Our research develops foundations for reusable intelligence: AI systems that discover latent structure and turn it into reliable computation. We study when learning recovers information that can be reused beyond the training problem: transferred across tasks, amplified through reasoning, verified for correctness, or compiled into efficient procedures. Our work advances this agenda through two technical programs: geometric laws of representation reuse in supervised pretraining and neural collapse, and in self-supervised pretraining and directional collapse; and distribution-aware programming, where samples from a task distribution are used to synthesize efficient, specialized algorithms.

Selected Research Contributions
All publications →
01
LLM-PV · propose-and-verify program learning
A central question in program learning is whether a model has recovered the underlying rule or merely interpolated the observed examples. Classical theory shows that short programs can be identified from few samples, but the required search is computationally expensive; gradient-based training avoids explicit search, but can require dramatically more data. LLM-PV addresses this gap by using a pretrained LLM as a structured program prior and independent verification as the final selection criterion — without gradient updates or exhaustive enumeration (ICML 2025). From roughly 200 examples, the method recovers exact rules for parity, palindromes, Dyck-2, and primality, and generalizes well beyond the training lengths, while SGD-trained transformers fail to generalize reliably even with 100k examples.
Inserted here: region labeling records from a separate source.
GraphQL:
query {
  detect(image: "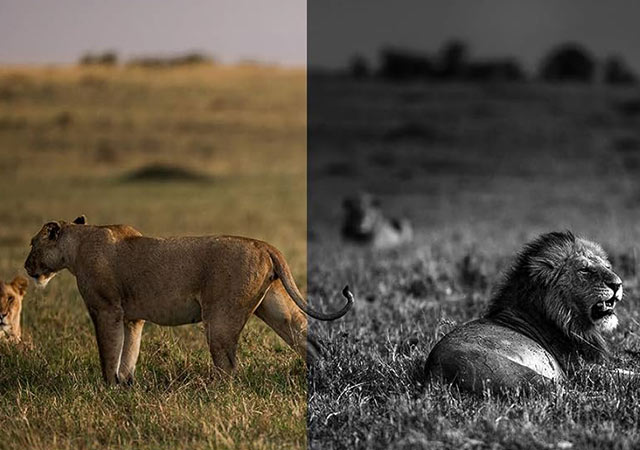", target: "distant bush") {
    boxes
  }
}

[540,43,596,83]
[380,48,435,81]
[376,40,526,82]
[79,50,118,66]
[604,56,638,84]
[349,55,371,79]
[128,52,215,69]
[438,40,469,79]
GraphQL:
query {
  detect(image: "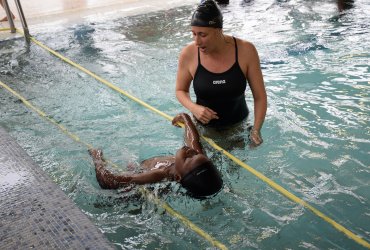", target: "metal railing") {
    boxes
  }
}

[0,0,30,42]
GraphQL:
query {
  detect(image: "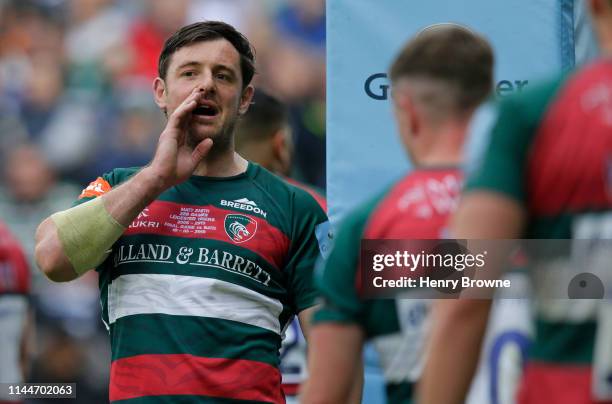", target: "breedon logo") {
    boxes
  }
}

[224,215,257,244]
[221,198,268,218]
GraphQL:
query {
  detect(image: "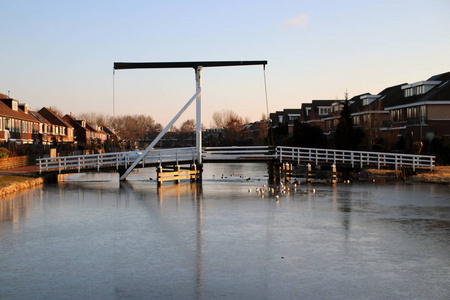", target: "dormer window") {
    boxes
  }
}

ICML 2025 LLMs Program Learning Reasoning
02
Distribution-Aware Programming · learning solvers from a task distribution
Many computational problems arise not as isolated instances, but as repeated draws from a stable deployment distribution. Standard algorithms are typically designed for worst-case correctness over broad input classes, and therefore do not exploit the recurring structure present in a particular operational setting. Distribution-aware programming formalizes an alternative: examples from the deployment distribution are used to infer reusable structure and compile it into specialized solver code (preprint). Across 21 structured optimization distributions, the synthesized solvers achieve 0.971 mean normalized quality while running 564.9× faster than strong heuristics, 345.1× faster than Gurobi, and 16.9× faster than exact backends.
Preprint 2026 Distribution-Aware Programming Algorithm Design LLM Agents
03
Agentic Boosting · weak reasoners, boosted to frontier performance
Weak language-model agents often generate correct solutions among their samples, but lack a reliable mechanism for selecting them. This suggests that the main obstacle is not always generation quality, but verification and selection. Agentic boosting turns weak model calls into stronger systems by aggregating candidates only when selection is supported by an independent soundness signal, such as execution, tests, proofs, or type checks (preprint). On SWE-bench Verified, GPT-5.4 nano improves from 67.0% to 76.4% at k=8, matching standalone Gemini 3 Pro and Claude Opus 4.5 Thinking, and approaching the 79.0% oracle ceiling.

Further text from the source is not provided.